Re: (Score:3, Interesting)
Yeah? Even now Chrome has overtaken FF in the UK [reuters.com] with the writing clearly on the wall for the rest of the world?
Re: (Score:3)
I think we're settling in to a browser renaissance here. With all the major browsers being mostly equivalent feature wise people will just choose what works best for them. I suspect we'll have a three way race for browser usage between Chrome, IE, and Firefox. I suspect the market share will level out, and there won't be a CLEAR winner like there was when IE6 dominated.
Even if Chrome gets market share Firefox will still have its place, and still be relevant.
Re: (Score:3)
Re: (Score:2)
Haven't you seen my atlas?
Pink from sunrise to sunset, old boy...
Re: (Score:2)
Re: (Score:2)
Why does everyone have to immediately call troll these days? Germany is a good counter-example for the claim that the world follows what happens in the UK. I'd also generally consider Germany to be more of a trend-setter than the UK. And if you believe that, it's a clear example of how one small country does NOT typically set the trend for the world as the stats for Germany don't look like anything we're seeing globally.
In all, calm down. He made some good points if you actually follow the train of thought
Re: (Score:2)
You went trough all the countries, then followed up with how Opera has a tiny user base even in Norway... yet somehow completely missed Russia [statcounter.com]. Point is, the global trend isn't global, the different countries have their own distinct trends, that the UK is similar to the average doesn't mean much. Brazil seems to be absolutely in love with Chrome. In India Chrome is neck to neck with Firefox and both are going up in favour of IE. Chrome is gaining in Europe overall, but slowly with IE and Firefox battling fo
Re: (Score:2)
Maybe. Or maybe it's going to piss them off when somebody they have had a business relationship with for years goes "hey, just because we have a deal and you give us tens of millions of dollars and like 90% of our revenue, we'll still find ways to make pretty much the same deal with somebody else at the same time."
If somebody had grabbed the source, changed the default and offere
Re: (Score:2)
In the end it's just going to keep Google honest and make sure they pay a fair price for the search traffic Firefox sends them. I think Google pays something like $60 or $70 million a year for all the Firefox user searches. That's chump change to someone like Google
It may be chump change for Google, but it is life and death for the Moz Foundation.
95% of its annual income,
"Rest assured that this is a joint project" (Score:2)
The usual... (Score:4, Funny)
Mozilla and MS are clear that this is a joint venture
RIP Mozilla
Re: (Score:3)
This sort of thing should just be called "pulling a Novell".
Re: (Score:2)
Re: (Score:3)
Or, they could be competing with Netflix for the "Worst technology business decision of 2011" award.
I heard that they have a statue this year!

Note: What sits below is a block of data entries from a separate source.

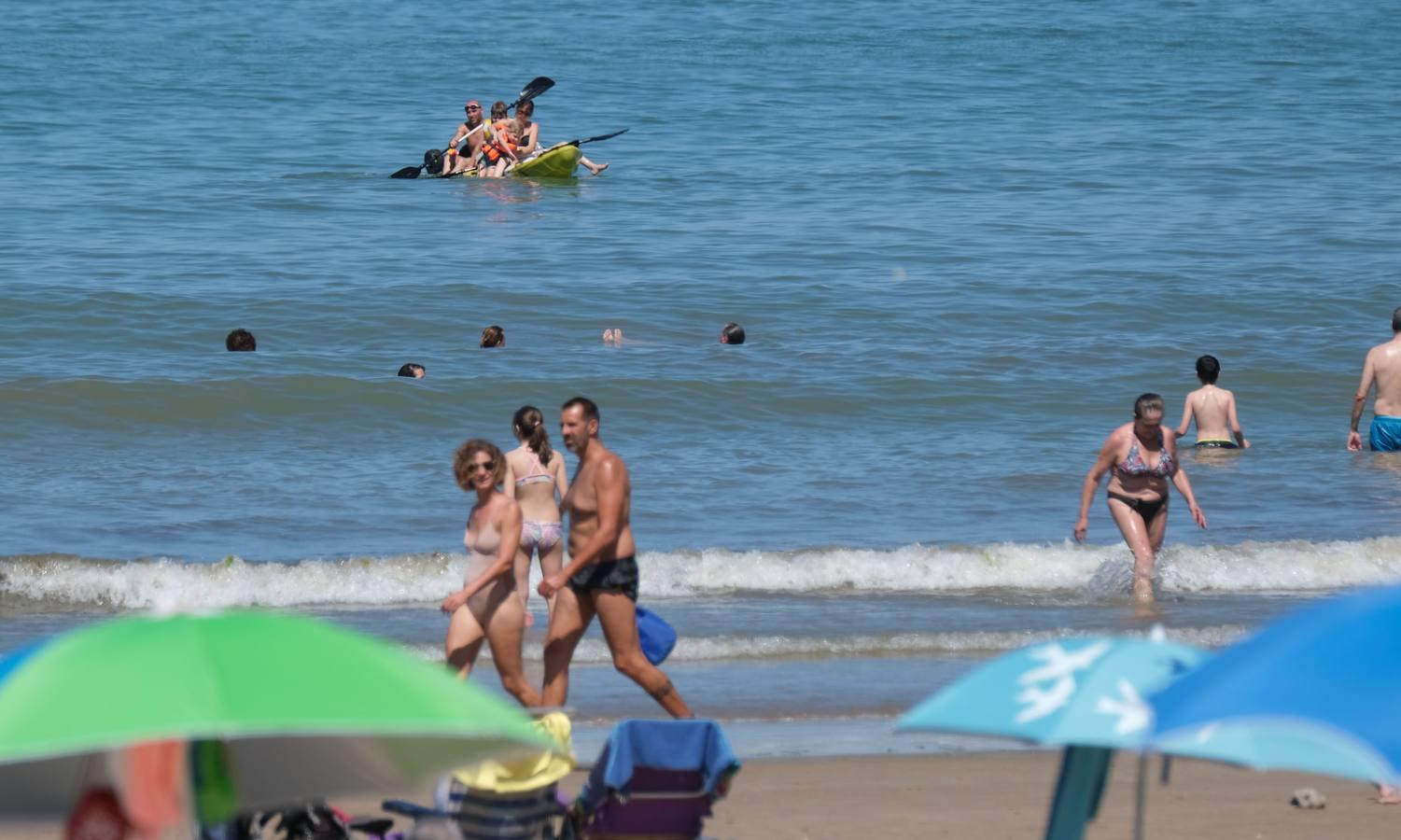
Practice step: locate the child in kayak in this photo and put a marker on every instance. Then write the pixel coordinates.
(530, 134)
(500, 143)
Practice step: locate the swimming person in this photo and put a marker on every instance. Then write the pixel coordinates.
(1383, 370)
(601, 577)
(534, 475)
(1213, 409)
(240, 341)
(1138, 487)
(486, 607)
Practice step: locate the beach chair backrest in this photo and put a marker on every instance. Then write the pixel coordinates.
(657, 778)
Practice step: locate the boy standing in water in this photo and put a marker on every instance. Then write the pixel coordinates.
(1213, 409)
(1383, 370)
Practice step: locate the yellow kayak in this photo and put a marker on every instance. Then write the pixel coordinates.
(553, 162)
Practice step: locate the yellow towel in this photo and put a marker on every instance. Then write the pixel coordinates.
(530, 772)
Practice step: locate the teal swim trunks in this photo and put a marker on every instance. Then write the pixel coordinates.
(1386, 434)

I've never used Bing... (Score:2)
I must admit I haven't really used Bing much until I read this article. Just as a test today I set my default search engine to Bing and it's surprisingly decent! It's a very decent alternative to Google now. Seeing as Microsoft loses money [searchenginewatch.com] on search I don't mind using it either.
With Google being as big as it is, and having it's finger in EVERYTHING, makes me nervous. Having a viable alternative just serves to keep them honest.
I've actually been using bing lately (Score:5, Interesting)
I love google as a company. I love android, I love gmail, and I love google calendar. I use and heavily rely on all three.
However google's search engine as of recent is very disappointing, largely as a result of a few so called "fixes."
Google recently did away with the ability to add + before a word to prevent from using synonyms for that word, so when you want to do a literal search for anything, you MUST surround it in quotes. Very annoying.
I've been finding that as of late, google appears to be omitting some kewords from my search. The page summary doesn't include some of the words, and worse is that when you go to the page, and hit ctrl-f, you can't even find one of the omitted keyword! Frustrating as hell.
The most annoying, is when you type a search term with google instant, and sometimes when you arrow back to inline edit your search while instant is coming up, or if you accidentally move the mouse over one of the search suggestions, it removes your original search and replaces it with one of the search suggestions, causing you to have to re-type the whole thing! And turning off google instant isn't a reliable solution, because when you lose the cookie, or move to a computer that doesn't have one, you have to go and turn it off again.
I've been using bing lately and thankfully it doesn't suffer from these problems. I'd like to go back to google, but until they can solve these problems I'll be using bing for a while.
Re: (Score:2)
Google recently did away with the ability to add + before a word to prevent from using synonyms for that word, so when you want to do a literal search for anything, you MUST surround it in quotes. Very annoying.
Um, so you're very annoyed by the fact that you have to type two characters ("") instead of one (+)?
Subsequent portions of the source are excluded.